Inherent fire hazards and risk

Due to the mix of gas, energy and oxygen present in underground coal mines, the risk of fire and explosion always remains a significant safety concern.

To minimise the risk of explosion, it is critical to reduce gas-concentration levels in working areas.

To minimise the risk of fires in goaf areas (loose material where the coal has been removed), it is critical to reduce oxygen levels.

This complex issue depends on several widely varying mining parameters, but continually improving our understanding of the science is essential to develop control technologies and proactive strategies to help prevent fires and explosions in coal mines, improving safety for workers.

Our response

Focused research in the field and in the lab

We have pursued an extensive research program for many years to reduce the risk of fires and explosions in underground coal mines.

Our research has integrated extensive field studies with computational fluid dynamics (CFD) models to develop strategies to prevent and control spontaneous combustion and fires in goaf areas.

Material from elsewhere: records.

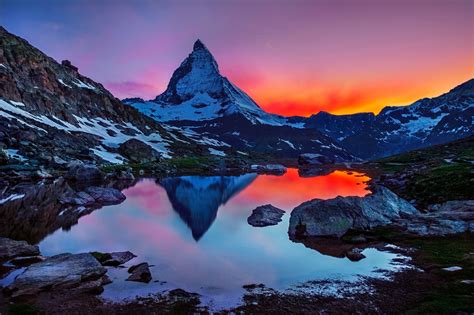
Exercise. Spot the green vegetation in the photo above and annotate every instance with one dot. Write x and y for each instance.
(433, 175)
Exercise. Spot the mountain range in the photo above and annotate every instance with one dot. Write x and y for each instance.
(51, 114)
(199, 98)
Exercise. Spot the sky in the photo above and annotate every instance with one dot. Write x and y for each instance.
(293, 57)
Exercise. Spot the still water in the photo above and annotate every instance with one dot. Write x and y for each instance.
(194, 232)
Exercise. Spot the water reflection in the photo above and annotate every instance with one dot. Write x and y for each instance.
(161, 221)
(197, 198)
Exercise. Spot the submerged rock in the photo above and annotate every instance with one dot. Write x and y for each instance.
(334, 217)
(140, 273)
(314, 159)
(105, 195)
(10, 248)
(61, 271)
(85, 173)
(118, 258)
(265, 215)
(269, 168)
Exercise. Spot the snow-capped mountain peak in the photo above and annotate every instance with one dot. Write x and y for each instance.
(197, 91)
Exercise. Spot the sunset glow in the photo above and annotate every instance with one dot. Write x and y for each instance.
(336, 56)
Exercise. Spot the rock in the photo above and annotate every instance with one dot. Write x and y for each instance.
(11, 248)
(334, 217)
(26, 261)
(314, 159)
(85, 173)
(105, 195)
(3, 157)
(138, 152)
(269, 168)
(140, 273)
(118, 258)
(355, 254)
(453, 268)
(265, 215)
(59, 272)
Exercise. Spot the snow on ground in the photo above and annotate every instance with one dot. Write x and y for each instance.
(94, 126)
(111, 157)
(216, 152)
(83, 85)
(11, 198)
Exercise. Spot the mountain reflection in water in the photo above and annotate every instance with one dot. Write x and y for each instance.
(197, 198)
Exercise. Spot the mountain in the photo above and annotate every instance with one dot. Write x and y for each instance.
(197, 198)
(397, 129)
(50, 113)
(200, 101)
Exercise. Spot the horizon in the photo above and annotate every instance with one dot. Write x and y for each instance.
(352, 72)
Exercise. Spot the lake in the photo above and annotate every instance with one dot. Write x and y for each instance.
(194, 231)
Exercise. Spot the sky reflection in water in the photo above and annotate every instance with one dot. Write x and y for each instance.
(194, 231)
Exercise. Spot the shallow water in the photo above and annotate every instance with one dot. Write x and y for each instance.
(194, 232)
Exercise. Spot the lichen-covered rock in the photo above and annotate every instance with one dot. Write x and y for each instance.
(334, 217)
(265, 215)
(137, 151)
(10, 248)
(140, 273)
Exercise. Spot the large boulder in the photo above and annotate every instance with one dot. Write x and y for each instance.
(11, 248)
(334, 217)
(59, 272)
(85, 173)
(265, 215)
(137, 151)
(308, 159)
(105, 196)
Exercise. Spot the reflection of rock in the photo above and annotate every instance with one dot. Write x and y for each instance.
(140, 273)
(197, 198)
(45, 207)
(60, 272)
(334, 217)
(334, 247)
(265, 215)
(11, 248)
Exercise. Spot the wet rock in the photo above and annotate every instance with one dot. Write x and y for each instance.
(11, 248)
(314, 159)
(140, 273)
(118, 258)
(85, 173)
(269, 168)
(105, 195)
(26, 261)
(334, 217)
(355, 254)
(3, 157)
(265, 215)
(59, 272)
(138, 152)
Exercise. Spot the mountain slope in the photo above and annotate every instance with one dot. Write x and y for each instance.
(398, 129)
(199, 100)
(50, 113)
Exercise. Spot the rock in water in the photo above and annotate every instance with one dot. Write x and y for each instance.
(334, 217)
(265, 215)
(140, 273)
(118, 258)
(314, 159)
(105, 195)
(61, 271)
(138, 152)
(11, 248)
(85, 173)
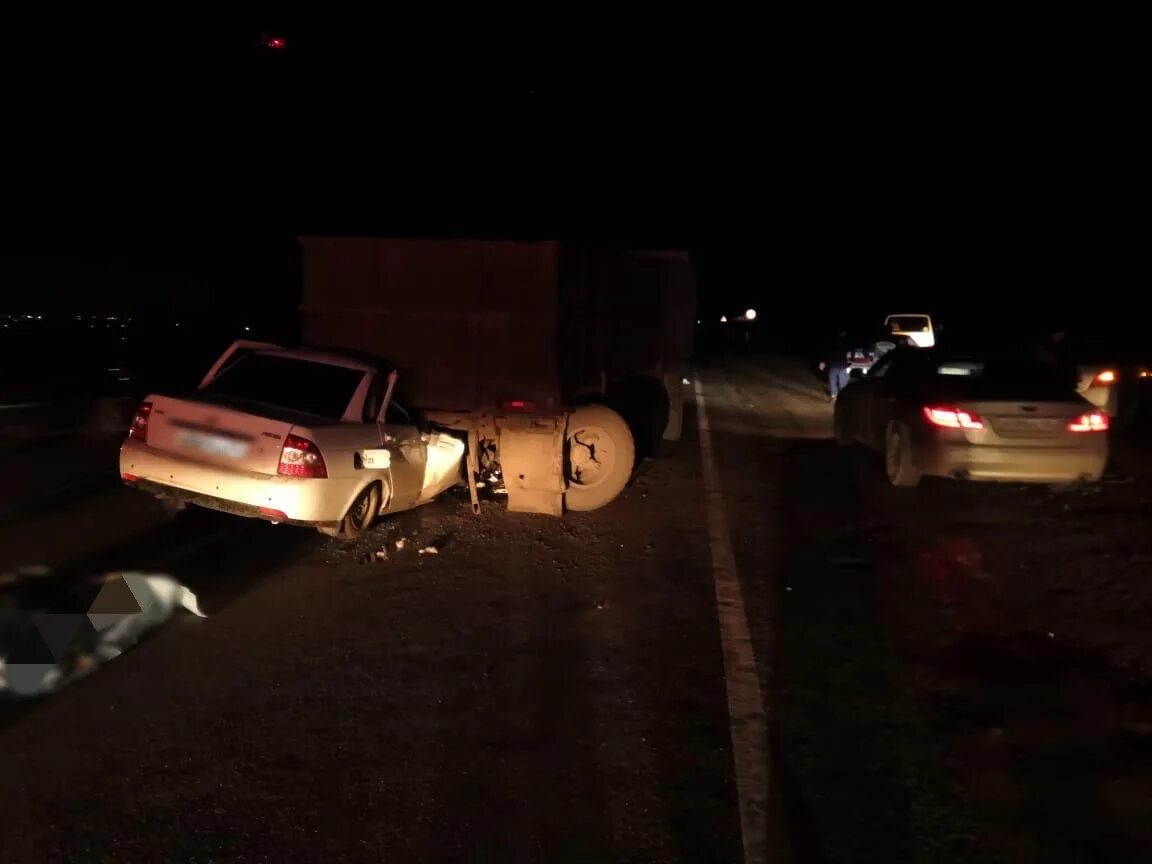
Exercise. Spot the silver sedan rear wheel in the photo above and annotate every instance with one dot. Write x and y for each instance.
(897, 457)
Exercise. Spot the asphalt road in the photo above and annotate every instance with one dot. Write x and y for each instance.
(954, 673)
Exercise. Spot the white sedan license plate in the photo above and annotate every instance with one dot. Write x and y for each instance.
(215, 445)
(1031, 425)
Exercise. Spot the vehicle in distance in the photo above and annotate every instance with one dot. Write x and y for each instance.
(1114, 380)
(916, 327)
(992, 417)
(300, 437)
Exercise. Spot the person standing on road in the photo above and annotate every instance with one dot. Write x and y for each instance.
(835, 363)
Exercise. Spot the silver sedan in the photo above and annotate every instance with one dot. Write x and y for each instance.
(972, 417)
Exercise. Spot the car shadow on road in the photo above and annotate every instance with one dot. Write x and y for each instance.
(219, 556)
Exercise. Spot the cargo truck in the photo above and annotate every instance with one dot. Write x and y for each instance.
(554, 361)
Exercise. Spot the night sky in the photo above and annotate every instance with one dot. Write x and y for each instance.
(959, 164)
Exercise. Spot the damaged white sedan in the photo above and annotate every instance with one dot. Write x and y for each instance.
(290, 436)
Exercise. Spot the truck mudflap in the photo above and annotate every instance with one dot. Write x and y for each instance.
(531, 457)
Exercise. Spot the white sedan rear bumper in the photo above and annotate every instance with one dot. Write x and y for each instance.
(297, 499)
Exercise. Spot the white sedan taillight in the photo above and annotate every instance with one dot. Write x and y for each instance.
(1090, 422)
(301, 457)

The mine fires control research program includes ongoing work on:

  • field studies for detailed monitoring of goaf-gas distribution
  • computational fluid dynamics (CFD) modelling studies
  • development of optimum inertisation strategies for prevention and control of spontaneous combustion, explosions and fires in coal mines, and
  • detailed field investigations and demonstration studies in underground coal mines to evaluate the effectiveness of various proactive strategies.

The results

Applied knowledge in managing coal mine fire risk

Our research has enabled a fundamental understanding of the air and gas flow behaviour in goaf areas and provided a detailed understanding of the effects of various geological, ventilation, operational and inertisation design parameters on goaf gas distribution.

Through this we have gained a better understanding of gas-flow behaviour in goaf areas and of various control technologies and strategies.

The knowledge has been used successfully deployed to develop and implement advanced technologies and strategies for prevention and control of fires in coal mines.

We are focused on transferring these newly developed technologies to industry as a priority.

Field studies at a number of underground coal mines have shown that the proactive strategies were successful.

Our research developments represent a significant advancement in the highly complex and difficult field of fire prevention and control in coal mines.

Our advice and expertise is now regularly sought by mining companies for managing real-time incidents which have the potential to cause fires or explosions, helping mine operators successfully control these emergencies.

Many of these critical projects are collaborations with and are funded by the Australian Coal Industry Research Program (ACARP) and individual mining companies.